The ameliorations in high-precision phasor measurement units (μPMUs) and synchrophasor units have accommodated the distribution grid with peculiar visibility. Therefore, investigating the challenges of uncertainty consideration on precise fault detection in microgrids has become a new research milestone. This paper presents an effective data-driven stochastic method that justifies the adoption of only two μPMUs that are communicating under an IoT-based umbrella to detect and allocate irregularities in a microgrid. The proposed method has the ability to operate under a variety of case studies and scenarios including but not limited to the capacitor bank switching, distributed energy resources (DERs) diversity and high impedance fault occurrence, whilst considering the uncertainty in load, without installing individual sensors. Furthermore, a two-point estimate approach is utilized to model the uncertainties of the problem. Not only does the proposed stochastic framework benefit from the voltage magnitude measurement, but it also utilizes its angle in event allocation, which manifests better performance compared to ordinary voltage and current sensors. The simulation results on the proposed microgrid indicate the high accuracy and a sound success is obtained under a variety of case studies. The results show the high accuracy and applicable aspect of the proposed data-driven approach for fault allocation using a few μPMUs in the IoT context.
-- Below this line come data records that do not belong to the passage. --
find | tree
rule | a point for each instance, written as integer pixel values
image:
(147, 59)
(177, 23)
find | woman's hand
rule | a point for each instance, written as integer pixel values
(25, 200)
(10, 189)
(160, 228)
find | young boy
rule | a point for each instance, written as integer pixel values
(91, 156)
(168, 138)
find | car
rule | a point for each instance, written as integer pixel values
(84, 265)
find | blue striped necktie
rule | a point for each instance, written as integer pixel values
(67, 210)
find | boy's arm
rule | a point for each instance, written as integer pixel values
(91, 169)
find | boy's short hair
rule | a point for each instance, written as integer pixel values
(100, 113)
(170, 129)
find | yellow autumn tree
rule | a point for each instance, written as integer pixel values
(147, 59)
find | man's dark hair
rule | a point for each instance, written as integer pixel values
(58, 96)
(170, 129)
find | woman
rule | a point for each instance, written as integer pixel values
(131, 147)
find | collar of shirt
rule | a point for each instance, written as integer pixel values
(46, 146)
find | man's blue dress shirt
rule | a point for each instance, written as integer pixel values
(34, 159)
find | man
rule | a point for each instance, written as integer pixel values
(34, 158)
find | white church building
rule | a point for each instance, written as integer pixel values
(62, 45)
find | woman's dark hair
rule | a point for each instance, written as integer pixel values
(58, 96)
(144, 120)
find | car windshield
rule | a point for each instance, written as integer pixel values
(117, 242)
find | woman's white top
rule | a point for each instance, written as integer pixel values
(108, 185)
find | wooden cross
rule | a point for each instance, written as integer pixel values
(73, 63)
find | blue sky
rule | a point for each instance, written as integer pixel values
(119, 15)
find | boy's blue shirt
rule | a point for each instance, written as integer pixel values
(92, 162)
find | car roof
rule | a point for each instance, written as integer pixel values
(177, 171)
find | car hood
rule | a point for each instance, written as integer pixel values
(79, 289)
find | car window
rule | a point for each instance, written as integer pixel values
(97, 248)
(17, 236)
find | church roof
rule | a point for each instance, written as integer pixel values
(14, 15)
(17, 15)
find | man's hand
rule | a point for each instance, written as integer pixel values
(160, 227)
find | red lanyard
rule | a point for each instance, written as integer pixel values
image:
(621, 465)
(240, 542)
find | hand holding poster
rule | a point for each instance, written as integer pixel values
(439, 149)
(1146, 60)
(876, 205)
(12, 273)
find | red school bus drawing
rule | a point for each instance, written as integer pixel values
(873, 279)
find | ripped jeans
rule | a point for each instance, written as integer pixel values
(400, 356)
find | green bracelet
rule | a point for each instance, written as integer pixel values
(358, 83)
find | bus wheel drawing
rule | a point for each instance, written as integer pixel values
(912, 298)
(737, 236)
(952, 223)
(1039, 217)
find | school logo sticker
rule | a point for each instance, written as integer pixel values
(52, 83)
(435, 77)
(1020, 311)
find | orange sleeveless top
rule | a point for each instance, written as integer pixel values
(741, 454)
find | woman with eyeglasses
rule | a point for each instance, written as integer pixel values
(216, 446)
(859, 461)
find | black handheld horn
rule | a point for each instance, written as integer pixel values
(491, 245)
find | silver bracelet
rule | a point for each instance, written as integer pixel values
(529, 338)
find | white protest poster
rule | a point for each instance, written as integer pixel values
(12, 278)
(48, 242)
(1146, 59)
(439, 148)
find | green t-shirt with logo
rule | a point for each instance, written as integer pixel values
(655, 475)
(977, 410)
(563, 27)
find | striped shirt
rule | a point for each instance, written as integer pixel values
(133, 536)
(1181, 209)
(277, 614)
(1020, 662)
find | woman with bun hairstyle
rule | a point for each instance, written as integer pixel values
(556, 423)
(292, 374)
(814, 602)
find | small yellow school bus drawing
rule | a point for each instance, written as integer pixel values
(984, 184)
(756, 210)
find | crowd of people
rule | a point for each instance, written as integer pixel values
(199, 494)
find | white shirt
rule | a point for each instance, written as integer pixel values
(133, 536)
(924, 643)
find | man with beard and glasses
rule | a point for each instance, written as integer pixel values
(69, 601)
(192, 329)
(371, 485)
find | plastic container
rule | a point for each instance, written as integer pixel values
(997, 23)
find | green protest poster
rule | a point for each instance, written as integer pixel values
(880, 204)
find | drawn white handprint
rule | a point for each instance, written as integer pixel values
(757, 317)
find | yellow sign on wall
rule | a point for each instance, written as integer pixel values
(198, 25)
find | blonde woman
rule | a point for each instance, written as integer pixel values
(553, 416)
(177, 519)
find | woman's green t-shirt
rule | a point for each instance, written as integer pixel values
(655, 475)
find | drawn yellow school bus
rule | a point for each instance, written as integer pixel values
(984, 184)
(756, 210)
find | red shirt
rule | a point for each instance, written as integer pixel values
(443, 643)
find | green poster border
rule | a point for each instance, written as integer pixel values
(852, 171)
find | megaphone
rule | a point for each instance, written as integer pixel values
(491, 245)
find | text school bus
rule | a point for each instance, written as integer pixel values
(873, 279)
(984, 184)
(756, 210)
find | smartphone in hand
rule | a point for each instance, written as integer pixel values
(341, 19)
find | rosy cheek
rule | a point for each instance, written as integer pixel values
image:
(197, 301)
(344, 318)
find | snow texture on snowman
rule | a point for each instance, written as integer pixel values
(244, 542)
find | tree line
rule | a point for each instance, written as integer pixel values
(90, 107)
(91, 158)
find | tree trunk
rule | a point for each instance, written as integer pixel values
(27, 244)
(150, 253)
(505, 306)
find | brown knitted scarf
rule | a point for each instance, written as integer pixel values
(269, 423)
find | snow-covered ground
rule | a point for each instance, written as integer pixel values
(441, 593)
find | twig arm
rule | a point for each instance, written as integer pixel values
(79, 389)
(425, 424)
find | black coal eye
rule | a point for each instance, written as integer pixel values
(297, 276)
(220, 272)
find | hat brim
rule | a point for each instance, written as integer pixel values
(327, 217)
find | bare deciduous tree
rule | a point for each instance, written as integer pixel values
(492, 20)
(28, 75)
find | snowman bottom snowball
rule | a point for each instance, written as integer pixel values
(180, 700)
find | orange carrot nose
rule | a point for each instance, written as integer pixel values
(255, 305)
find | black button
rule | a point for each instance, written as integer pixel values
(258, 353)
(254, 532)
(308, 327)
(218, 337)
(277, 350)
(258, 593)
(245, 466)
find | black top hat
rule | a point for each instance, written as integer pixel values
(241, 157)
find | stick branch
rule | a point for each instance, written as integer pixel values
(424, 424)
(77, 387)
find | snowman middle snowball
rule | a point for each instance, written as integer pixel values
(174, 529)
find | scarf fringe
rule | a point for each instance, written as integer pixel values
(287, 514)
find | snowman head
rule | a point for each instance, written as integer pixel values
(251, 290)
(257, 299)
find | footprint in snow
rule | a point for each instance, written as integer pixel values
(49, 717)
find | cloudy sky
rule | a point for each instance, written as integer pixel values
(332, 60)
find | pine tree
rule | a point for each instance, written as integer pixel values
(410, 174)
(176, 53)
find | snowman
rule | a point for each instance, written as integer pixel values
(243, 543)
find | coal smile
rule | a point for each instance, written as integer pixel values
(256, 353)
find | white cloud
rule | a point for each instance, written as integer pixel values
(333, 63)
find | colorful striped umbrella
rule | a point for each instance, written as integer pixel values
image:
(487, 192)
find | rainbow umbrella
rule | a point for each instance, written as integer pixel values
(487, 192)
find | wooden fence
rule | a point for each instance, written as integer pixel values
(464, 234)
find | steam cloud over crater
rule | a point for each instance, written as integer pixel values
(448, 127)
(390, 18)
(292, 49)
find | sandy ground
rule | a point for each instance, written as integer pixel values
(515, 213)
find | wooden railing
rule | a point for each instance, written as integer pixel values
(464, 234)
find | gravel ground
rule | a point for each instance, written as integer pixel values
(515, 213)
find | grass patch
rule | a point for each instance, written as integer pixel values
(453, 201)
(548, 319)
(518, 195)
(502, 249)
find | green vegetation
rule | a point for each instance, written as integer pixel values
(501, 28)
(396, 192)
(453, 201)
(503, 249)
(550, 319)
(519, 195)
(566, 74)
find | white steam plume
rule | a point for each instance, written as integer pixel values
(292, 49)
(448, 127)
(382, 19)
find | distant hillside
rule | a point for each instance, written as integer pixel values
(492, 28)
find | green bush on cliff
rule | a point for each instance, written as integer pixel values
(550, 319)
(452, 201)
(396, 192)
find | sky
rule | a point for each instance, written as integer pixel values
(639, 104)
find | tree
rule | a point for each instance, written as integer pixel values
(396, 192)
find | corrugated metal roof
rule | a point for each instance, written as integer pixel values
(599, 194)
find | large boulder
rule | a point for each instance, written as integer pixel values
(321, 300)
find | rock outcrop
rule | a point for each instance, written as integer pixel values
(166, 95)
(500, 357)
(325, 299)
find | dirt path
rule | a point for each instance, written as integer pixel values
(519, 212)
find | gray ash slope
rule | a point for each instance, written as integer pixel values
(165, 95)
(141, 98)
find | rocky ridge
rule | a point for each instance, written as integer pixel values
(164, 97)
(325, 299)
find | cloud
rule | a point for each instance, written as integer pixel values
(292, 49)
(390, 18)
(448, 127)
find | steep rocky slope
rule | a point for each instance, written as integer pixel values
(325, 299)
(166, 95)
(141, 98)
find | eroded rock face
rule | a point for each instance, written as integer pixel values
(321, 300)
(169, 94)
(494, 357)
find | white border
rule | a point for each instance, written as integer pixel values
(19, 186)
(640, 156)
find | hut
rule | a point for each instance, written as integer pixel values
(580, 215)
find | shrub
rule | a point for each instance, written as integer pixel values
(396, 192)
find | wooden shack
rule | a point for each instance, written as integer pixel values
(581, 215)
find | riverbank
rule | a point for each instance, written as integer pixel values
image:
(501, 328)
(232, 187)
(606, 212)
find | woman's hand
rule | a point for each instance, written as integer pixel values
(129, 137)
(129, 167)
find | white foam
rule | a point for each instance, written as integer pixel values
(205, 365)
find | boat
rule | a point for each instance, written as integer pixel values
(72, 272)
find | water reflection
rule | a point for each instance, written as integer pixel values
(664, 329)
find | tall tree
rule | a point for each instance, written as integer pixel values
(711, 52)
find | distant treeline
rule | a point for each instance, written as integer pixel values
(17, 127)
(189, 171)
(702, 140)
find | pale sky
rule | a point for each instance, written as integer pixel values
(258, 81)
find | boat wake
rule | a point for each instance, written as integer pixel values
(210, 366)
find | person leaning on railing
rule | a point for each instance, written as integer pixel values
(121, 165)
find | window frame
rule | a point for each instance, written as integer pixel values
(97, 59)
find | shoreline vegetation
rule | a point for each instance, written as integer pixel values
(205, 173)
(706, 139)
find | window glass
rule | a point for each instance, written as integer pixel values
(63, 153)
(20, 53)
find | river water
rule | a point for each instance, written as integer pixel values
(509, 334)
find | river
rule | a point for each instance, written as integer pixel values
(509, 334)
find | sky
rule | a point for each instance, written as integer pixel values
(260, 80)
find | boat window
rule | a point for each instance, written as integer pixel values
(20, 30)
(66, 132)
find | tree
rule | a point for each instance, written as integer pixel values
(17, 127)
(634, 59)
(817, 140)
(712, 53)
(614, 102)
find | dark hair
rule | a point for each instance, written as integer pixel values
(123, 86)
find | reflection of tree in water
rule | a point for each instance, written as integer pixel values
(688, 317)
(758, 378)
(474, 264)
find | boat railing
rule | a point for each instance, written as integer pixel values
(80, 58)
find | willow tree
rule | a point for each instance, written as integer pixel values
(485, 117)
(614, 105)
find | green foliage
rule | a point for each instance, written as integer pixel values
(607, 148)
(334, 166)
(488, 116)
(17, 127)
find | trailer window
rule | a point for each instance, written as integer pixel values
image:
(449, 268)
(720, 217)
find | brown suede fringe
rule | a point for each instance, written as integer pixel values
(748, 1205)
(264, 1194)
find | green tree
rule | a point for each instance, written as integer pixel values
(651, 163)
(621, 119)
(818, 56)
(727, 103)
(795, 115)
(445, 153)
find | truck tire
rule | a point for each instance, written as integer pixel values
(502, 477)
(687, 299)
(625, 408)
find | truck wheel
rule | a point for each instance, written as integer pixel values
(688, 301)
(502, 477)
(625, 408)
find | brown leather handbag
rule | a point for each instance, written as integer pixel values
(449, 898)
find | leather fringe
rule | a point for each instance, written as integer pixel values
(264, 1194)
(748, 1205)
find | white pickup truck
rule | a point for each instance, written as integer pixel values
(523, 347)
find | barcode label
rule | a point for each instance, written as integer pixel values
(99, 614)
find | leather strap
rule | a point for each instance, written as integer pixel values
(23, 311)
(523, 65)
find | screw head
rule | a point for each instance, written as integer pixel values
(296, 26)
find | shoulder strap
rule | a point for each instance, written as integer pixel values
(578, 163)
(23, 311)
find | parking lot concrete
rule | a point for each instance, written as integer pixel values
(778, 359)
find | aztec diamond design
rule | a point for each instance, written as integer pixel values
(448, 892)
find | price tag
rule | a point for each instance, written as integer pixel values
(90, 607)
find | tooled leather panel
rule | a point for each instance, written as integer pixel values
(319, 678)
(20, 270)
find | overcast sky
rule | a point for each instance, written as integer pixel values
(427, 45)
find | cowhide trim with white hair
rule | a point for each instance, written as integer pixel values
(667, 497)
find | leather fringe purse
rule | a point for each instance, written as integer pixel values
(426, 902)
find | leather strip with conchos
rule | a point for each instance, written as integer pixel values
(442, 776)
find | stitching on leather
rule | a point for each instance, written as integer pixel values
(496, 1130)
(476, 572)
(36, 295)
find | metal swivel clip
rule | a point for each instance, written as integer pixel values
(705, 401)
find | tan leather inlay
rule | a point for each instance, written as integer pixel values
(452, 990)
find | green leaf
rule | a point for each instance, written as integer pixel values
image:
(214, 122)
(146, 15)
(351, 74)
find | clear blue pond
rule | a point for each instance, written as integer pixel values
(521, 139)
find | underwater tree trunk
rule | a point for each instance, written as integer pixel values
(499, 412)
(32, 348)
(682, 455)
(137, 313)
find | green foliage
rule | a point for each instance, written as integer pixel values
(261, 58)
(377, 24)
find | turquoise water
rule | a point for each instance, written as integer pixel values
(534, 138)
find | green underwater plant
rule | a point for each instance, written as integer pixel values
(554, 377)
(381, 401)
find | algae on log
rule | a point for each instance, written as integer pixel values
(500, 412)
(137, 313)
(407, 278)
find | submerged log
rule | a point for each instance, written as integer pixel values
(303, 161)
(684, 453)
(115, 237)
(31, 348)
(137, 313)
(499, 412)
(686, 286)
高精度相量测量单元（μPMU）和同步相量单元的改进使配电网具有了独特的可视性。因此，研究不确定性因素对微电网中精确故障检测的挑战已成为一个新的研究里程碑。本文提出了一种有效的数据驱动的随机方法，该方法证明仅采用两个在基于物联网的保护下进行通信以检测和分配微电网中的异常情况的μPMU是合理的。所提出的方法具有在各种案例研究和场景下运行的能力，包括但不限于电容器组切换，分布式能源（DER）分集和高阻抗故障发生，同时考虑了负载的不确定性，而无需安装单个传感器。此外，采用两点估计方法对问题的不确定性进行建模。所提出的随机框架不仅受益于电压幅度测量，而且还利用其角度进行事件分配，与普通的电压和电流传感器相比，它表现出更好的性能。所提出的微电网的仿真结果表明，该方法具有很高的准确性，并且在各种案例研究中均取得了成功。结果表明，在物联网环境中，使用几个μPMU进行故障分配的数据驱动方法具有较高的准确性和适用性。与普通的电压和电流传感器相比，具有更好的性能。所提出的微电网的仿真结果表明，该方法具有很高的准确性，并且在各种案例研究中均取得了成功。结果表明，在物联网环境中，使用几个μPMU进行故障分配的数据驱动方法具有较高的准确性和适用性。与普通的电压和电流传感器相比，具有更好的性能。所提出的微电网的仿真结果表明，该方法具有很高的准确性，并且在各种案例研究中均取得了成功。结果表明，在物联网环境中，使用几个μPMU进行故障分配的数据驱动方法具有较高的准确性和适用性。